There were arrangements in place to deal with foreseeable medical emergencies.

The provider had improved the system in place for monitoring the quality of service provision. One patient told us, "The care that I get is excellent I have no complaints". Another patient told us, "I have no complaints as I am happy with the service".

Patient's paper records were accurate and fit for purpose.

22 October and 8 November 2013

During an inspection in response to concerns

We visited the surgery in response to information of concern we had received. These concerns related to the surgery not having a system for recalling patients with abnormal test results. We were also informed that patient records did not document diagnosis of patient's medical conditions and why they were on certain medications. We looked closely at 20 patient records. We spoke with both GPs at the practice; we also spoke with the practice manager, a reception staff and nine patients.

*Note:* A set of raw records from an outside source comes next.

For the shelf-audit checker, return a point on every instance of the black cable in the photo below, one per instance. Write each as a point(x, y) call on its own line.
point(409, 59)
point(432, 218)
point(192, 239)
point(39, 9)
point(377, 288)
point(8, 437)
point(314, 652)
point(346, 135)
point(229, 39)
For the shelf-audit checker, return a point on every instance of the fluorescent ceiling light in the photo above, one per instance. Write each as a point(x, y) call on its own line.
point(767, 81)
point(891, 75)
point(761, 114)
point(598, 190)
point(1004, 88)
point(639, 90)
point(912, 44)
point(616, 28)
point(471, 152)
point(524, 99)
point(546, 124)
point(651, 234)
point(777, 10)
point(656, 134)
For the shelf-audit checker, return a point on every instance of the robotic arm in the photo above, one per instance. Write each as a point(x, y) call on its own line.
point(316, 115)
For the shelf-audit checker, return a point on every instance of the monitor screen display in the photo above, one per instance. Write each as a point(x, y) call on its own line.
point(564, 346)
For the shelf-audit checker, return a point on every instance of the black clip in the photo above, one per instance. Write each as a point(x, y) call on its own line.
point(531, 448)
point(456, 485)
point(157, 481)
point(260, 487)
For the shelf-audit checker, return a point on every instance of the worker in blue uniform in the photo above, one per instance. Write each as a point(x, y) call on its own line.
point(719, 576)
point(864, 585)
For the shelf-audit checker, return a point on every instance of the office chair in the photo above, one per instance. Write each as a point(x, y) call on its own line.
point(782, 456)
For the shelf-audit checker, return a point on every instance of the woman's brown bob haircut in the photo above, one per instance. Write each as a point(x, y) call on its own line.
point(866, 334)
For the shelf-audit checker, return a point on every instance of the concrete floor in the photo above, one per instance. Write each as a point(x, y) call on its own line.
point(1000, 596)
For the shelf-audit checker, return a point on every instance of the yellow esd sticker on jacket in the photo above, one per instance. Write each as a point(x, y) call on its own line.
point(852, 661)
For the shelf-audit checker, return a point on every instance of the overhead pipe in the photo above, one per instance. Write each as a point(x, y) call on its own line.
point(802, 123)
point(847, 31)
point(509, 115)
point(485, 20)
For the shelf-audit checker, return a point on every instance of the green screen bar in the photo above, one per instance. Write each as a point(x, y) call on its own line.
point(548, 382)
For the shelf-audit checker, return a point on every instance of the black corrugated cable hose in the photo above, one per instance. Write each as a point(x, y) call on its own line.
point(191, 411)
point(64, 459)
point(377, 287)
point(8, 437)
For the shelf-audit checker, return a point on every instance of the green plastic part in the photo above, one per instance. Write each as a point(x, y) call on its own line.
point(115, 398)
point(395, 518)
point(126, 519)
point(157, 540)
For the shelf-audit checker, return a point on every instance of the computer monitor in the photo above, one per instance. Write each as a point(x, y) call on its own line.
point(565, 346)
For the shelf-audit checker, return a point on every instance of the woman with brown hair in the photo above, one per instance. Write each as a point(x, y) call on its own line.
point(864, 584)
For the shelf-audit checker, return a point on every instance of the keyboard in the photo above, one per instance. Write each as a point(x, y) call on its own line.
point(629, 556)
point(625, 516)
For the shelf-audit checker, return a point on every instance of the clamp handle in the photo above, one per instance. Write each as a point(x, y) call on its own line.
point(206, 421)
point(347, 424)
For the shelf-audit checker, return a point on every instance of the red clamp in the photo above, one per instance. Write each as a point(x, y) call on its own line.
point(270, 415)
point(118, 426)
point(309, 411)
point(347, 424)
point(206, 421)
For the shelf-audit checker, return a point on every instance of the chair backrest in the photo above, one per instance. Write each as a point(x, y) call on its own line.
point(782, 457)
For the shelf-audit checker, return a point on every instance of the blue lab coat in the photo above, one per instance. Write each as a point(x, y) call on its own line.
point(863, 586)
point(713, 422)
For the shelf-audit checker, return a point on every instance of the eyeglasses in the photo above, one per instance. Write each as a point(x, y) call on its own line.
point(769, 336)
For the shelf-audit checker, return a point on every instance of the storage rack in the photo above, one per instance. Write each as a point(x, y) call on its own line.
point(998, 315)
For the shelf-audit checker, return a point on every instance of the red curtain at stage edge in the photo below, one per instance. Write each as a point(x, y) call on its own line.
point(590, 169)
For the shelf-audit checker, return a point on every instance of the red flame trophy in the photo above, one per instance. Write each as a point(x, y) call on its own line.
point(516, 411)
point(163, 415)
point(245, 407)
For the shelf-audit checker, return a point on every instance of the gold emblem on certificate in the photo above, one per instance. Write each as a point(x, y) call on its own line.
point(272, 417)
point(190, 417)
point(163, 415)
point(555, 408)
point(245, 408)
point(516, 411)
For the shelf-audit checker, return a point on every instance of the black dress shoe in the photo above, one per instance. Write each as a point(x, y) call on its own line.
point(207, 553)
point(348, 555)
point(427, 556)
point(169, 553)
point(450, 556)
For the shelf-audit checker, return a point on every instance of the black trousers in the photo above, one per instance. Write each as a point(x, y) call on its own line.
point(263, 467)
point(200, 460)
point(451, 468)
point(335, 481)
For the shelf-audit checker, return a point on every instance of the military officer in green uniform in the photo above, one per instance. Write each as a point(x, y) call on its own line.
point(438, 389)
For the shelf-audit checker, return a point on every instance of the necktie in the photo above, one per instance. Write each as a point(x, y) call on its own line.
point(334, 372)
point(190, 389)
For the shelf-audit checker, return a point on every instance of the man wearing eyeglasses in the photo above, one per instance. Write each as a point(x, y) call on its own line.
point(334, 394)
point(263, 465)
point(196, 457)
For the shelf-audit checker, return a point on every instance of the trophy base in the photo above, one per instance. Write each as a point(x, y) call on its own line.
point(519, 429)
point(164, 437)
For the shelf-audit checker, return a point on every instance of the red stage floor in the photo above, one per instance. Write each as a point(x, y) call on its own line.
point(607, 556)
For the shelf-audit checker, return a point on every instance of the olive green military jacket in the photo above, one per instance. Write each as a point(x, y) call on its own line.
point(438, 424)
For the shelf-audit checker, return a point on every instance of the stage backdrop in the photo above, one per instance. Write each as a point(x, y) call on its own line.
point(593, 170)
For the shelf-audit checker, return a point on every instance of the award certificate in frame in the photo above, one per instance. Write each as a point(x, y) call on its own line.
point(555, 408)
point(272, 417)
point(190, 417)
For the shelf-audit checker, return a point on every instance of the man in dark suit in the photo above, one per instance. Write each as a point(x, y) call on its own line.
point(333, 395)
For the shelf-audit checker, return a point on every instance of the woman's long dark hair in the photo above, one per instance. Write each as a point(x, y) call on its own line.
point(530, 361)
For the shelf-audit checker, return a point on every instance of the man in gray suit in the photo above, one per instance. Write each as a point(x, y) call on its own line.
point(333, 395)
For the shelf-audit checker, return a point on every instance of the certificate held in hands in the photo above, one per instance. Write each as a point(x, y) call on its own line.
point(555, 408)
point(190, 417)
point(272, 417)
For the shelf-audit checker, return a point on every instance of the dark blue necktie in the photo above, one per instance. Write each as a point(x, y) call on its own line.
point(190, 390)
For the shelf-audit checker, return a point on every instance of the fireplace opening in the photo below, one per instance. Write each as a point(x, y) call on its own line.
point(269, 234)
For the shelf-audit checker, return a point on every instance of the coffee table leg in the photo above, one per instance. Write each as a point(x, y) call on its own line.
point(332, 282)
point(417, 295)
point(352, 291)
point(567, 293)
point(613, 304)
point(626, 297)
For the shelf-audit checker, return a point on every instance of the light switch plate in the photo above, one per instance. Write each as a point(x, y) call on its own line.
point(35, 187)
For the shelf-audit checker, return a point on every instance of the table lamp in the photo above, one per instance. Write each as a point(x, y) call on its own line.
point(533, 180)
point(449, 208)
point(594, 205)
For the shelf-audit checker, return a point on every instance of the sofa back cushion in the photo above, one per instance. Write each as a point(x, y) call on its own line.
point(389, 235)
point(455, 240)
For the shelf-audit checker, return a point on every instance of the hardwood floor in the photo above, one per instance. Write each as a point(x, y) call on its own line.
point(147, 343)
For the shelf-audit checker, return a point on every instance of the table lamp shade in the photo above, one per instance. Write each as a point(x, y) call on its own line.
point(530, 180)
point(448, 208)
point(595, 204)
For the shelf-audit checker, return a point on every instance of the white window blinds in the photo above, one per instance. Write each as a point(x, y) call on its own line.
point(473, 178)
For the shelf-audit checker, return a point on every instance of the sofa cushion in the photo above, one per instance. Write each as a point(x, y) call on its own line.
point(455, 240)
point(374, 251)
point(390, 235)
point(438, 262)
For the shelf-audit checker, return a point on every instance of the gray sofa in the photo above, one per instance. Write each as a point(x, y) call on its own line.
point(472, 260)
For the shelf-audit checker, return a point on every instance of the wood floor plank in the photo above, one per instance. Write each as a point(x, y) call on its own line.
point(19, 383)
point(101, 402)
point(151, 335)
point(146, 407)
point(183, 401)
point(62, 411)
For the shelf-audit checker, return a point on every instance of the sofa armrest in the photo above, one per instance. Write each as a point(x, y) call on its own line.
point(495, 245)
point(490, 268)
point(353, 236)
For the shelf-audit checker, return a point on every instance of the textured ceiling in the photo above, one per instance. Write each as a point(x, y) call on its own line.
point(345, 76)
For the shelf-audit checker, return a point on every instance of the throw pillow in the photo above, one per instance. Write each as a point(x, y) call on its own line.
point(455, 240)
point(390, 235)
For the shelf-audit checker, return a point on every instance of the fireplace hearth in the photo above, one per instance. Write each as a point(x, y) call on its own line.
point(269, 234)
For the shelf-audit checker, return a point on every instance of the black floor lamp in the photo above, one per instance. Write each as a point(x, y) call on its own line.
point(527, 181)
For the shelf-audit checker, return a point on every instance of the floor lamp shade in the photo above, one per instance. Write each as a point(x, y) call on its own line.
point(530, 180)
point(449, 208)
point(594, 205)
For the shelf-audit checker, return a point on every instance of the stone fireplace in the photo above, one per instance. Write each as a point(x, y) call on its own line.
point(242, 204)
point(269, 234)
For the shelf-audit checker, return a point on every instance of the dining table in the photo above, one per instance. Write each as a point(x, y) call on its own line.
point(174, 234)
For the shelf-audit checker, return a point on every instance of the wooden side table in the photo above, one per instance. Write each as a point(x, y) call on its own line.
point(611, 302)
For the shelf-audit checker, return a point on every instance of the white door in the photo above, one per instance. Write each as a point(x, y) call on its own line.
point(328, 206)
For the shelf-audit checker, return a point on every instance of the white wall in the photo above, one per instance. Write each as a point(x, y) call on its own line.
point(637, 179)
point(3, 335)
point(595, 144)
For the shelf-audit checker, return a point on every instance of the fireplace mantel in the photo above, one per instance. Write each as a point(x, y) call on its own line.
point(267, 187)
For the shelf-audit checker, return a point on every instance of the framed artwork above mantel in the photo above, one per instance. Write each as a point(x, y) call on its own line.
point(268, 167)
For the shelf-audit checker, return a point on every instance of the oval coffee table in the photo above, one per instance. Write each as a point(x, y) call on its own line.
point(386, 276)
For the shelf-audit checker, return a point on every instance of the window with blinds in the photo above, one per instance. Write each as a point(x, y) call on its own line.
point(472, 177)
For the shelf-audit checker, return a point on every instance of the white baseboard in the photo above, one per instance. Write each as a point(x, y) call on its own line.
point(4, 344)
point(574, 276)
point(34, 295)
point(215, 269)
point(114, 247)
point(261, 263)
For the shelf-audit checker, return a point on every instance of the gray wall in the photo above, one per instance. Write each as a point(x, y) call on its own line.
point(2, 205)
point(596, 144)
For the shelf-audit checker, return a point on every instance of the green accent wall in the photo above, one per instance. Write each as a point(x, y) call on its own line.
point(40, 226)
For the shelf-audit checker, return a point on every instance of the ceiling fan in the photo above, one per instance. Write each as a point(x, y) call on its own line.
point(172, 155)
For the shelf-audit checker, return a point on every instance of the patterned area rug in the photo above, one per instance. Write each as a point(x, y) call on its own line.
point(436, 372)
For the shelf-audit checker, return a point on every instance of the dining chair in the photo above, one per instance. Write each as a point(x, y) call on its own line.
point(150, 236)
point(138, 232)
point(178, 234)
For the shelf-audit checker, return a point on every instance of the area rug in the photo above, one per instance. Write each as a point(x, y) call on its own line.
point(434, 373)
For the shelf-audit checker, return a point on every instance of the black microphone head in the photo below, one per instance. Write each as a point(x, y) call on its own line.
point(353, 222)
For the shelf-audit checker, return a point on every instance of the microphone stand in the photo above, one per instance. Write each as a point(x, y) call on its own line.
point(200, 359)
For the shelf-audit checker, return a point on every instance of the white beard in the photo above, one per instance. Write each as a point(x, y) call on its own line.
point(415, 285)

All the patients we spoke with told us that they were contacted by the surgery regarding their test results. One patient said: 'They've always called me to tell me my results are here.' However, the surgery did not have appropriate arrangements in place for dealing with medical emergencies. This meant that the surgery did not ensure the needs of patients would be met during an emergency.

We found that stocks of vaccines in the practice were appropriately stored. This meant that vaccine effectiveness was maintained and risk of vaccine failure was reduced.

The provider did not have a robust system in place for monitoring the quality of service provision. Patients were not encouraged to share their views and highlight areas for improvement at the practice.

Patient summary notes were not up to date. They did not indicate the drug prescribed to a patient and the current dose of medication patients were on. This meant that medication was not linked to diagnosis and posed a risk to patient safety.